Gone would be the mandate to keep health coverage affordable, to ensure the fair treatment of providers, and to take a holistic approach to the health care delivery system. Gone would be the standards that require, for example, that health plans emphasize primary care.
And gone would be the new rate-approval system that alerted Rhode Islanders, with plenty of advance notice, that health plans wanted to raise group premiums by as much as 16.3 percent – and to protest so fiercely that Koller rejected the requests as unaffordable.
House Democratic leadership last week ended up restoring the funding for Koller’s office, after an intensive lobbying effort on his behalf. But why the office was targeted in the first place remained a mystery to his supporters, prior to the announcement on the House floor by House Finance Chairman Steven M. Costantino, D-Providence, that the office would not be eliminated.
Prior to the 2004 law and to Koller’s work to restructure health-plan regulation, group rates weren’t set through a public process at all; insurers just filed their “rate factors” – actuarial data to back up rate increases, broken up into categories such as inpatient hospitalizations, outpatient hospital care and prescription drugs – with the R.I. Department of Business Regulation, and unless something was wildly off-mark, the rates went into effect.
The only exception were plans for individuals: Blue Cross & Blue Shield of Rhode Island’s Direct Pay category and its Plan 65 Medicare supplemental plans. But as Rep. Deborah Ruggiero, D-Jamestown, put it at a news conference last week, until Koller’s office changed things, businesses learned about rate hikes “when we opened the bill.”
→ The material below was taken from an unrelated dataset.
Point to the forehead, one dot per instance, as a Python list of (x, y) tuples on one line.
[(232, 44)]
Ruggiero was one of the legislators who acted to save the Office of the Health Insurance Commissioner. Like many of her peers, she said she didn’t understand why it was targeted in the first place; Koller hadn’t been publicly criticized and Costantino actually was the lead House sponsor of the law that created the office. Prior to last week’s House passage of the 2010 budget, spokesman Larry Berman told Providence Business News and other media outlets that Costantino was too busy to be interviewed.
Not everyone in town rushed to support Koller when the proposed cut was announced; Blue Cross, UnitedHealthcare of New England and Tufts Health Plan all politely declined to comment on the plan, and the Hospital Association of Rhode Island stayed out of the debate.
On Rhode Island’s Future, a high-profile blog on politics and public policy, postings backing Koller drew a couple of negative comments – one calling his office “completely useless,” another saying Koller’s rejection of the proposed hikes was “an obvious ploy to save his job by appearing that he is on the side of the consumer.”
But the overwhelming majority of voices that chimed in on the debate, in the media, in letters to legislators, in public statements and in private discussions, supported Koller: from Republican Gov. Donald L. Carcieri to Democratic Lt. Gov. Elizabeth H. Roberts (the Senate co-sponsor of the 2004 OHIC legislation); from the Rhode Island Business Group on Health, to the Rhode Island Medical Society, to Ocean State Action and the United Nurses and Health Professionals.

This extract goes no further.